Maybe he put the idea in your head to talk to your friend about your sadness, so she could ask me your questions, so I could write this to you. For him.
In Philadelphia in 2014 a few attractive looking educated 20 something's had dinner and then while walking on to the next fun thing allegedly attacked and beat a gay couple because they were a gay couple. Wow. I mean, really. This generation? I mean, how does that hatred exist. And it was pretty astonishing ... we are the city of brotherly love! These folks attended the Catholic School just miles away from where I live. Two men and one woman were arrested.
I guess being a woman I was most struck by her participation. The woman, in her mid 20's and blonde and pretty... I just wonder what was on her mind. Had she ever really thought about who she was and what her values were, I wonder. What did she stand for? Why had she chosen this hatred for herself? Same for the men. It is tragic for the men that were attacked but also for our neighborhood and world that here were a dozen or so young adults who were so thought less. Even if they did not attack they watched and did not try to stop what was happening. Had no inner code that caused them to step forward even if they risked injury themselves.
I see people with this code all the time through my work talking to grieving families about organ donation? Families that have blessed and saved the lives of others are all colors and religions and ages and education levels. Their commonality is an inner code of wisdom about what they stand for. I see the very best most loving and beautiful people all the time and they have all changed me and caused me to be a better person. Oh, there is so much hope and goodness in the world.
I say to all those who have little ones at home. Day to day you are shaping your child's values. Every day they are sponges. So live your best and most loving life and treat them like the wisest little sages you ever met. Discuss things with them. Get their opinions on things. And very early, let them make decisions for themselves. Ask them what they think they should do before you give advice. You are simply providing them with a loving nest to grow in. They have to be able to think for themselves and know who they are and that comes with being trusted to make decisions at an early age. Respect them. Speak to them as politely as you would your most treasured friend. See them as wise and knowing. See the best in them. Talk about their goodness to others.

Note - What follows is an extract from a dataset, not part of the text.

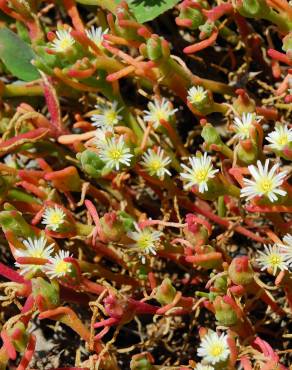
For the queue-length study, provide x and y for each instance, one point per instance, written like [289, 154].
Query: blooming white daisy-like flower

They are here to teach you, truly.
I am glad I did not have a cell phone to distract me when my boys were little. I am glad we did not have a TV in the car so that my 4 year old son was actually looking out the window and noticing and thinking as we drove one day. So he saw the people picketing and he asked me what the signs said. Then he wanted to know what abortion was, and so I told him, and once he heard the definition I asked him what he thought about it... and my 4 year old taught me some things from his purity of thought. Those times are the sacred times of parenting. Is there enough time and quiet in your life, enough space, for times like these? I so hope there is.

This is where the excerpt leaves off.